A native of Minnesota, mezzo-soprano Marianna Busching made her Carnegie Hall debut singing the part of Braengane in Wagner's "Tristan und Isolde". Since then, she has performed with virtually every major music organization in Washington, D.C., including the National Symphony and the Folger Consort, and has appeared at the Kennedy Center countless times in works of Bach, Mendelssohn, and Copland. She has sung with orchestra, choruses and opera companies throughout the nation, including the Milwaukee Symphony, the Tulsa Symphony, the Atlanta Lyric Opera Company, and accompanied the Washington Bach Consort to Germany as alto soloist in Bach's "Mass in B Minor".

Overseas, she has performed in England, Poland, and the Czech Republic in concert and as soloist with the Columbia Pro Cantare. Several reknowned composers in the Washington area have composed songs and song cycles exclusively for her voice. One such cycle, using Ms.

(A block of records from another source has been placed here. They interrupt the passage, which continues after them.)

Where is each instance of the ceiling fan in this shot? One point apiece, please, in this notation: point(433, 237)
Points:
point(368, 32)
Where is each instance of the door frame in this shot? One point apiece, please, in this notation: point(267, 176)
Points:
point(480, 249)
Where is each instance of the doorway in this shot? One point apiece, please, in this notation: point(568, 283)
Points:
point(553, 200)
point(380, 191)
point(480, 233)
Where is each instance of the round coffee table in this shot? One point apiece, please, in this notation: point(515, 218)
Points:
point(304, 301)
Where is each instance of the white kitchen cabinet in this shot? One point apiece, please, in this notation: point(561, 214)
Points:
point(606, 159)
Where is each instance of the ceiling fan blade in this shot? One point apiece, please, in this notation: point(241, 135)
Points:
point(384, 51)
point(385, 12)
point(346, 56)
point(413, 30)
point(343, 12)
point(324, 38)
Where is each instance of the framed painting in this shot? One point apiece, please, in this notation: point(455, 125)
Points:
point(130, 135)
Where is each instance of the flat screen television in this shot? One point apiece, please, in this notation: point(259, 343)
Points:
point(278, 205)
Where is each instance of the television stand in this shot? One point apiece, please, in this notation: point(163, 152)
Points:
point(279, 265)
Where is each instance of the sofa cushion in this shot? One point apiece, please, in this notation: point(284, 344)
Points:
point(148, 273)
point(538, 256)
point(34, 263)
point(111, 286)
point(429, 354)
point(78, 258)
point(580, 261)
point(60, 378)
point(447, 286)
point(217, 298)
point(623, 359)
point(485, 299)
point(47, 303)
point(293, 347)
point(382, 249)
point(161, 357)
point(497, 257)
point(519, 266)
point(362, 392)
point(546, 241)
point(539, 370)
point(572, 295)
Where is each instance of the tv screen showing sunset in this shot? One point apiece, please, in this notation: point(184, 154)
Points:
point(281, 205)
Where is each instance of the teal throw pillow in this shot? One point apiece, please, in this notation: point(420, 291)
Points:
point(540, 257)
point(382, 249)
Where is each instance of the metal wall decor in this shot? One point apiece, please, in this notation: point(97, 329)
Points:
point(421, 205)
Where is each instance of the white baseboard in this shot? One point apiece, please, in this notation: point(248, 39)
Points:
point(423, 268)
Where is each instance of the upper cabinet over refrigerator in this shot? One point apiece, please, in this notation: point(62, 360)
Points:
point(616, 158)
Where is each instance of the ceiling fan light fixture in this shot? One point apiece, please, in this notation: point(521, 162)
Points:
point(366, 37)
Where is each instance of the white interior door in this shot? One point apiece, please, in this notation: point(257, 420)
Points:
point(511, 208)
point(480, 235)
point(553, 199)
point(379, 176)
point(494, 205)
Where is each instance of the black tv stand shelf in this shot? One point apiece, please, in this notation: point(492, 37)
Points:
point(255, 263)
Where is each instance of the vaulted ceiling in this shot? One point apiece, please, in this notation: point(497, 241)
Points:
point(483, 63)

Busching's own poetry, was set to music by Edwin Earle Ferguson and premiered at the Rewick Gallery in Washington.

A popular guest artist at music festivals, she has sung at the Baldwin-Wallace Bach Festival in Cleveland, the Brevard Music Festival and the Winter Park Festival in Florida, among others, singing works from the Bach "Passions" to Verdi's "Requiem".

She has recorded on Columbia Masterworks and Centaur Records, the most recent being the recording of 56 songs by German composer Hans Pfitzner aon the Centaur labe.

She has been on the vocal faculty of the Peabody Institute for twenty two years.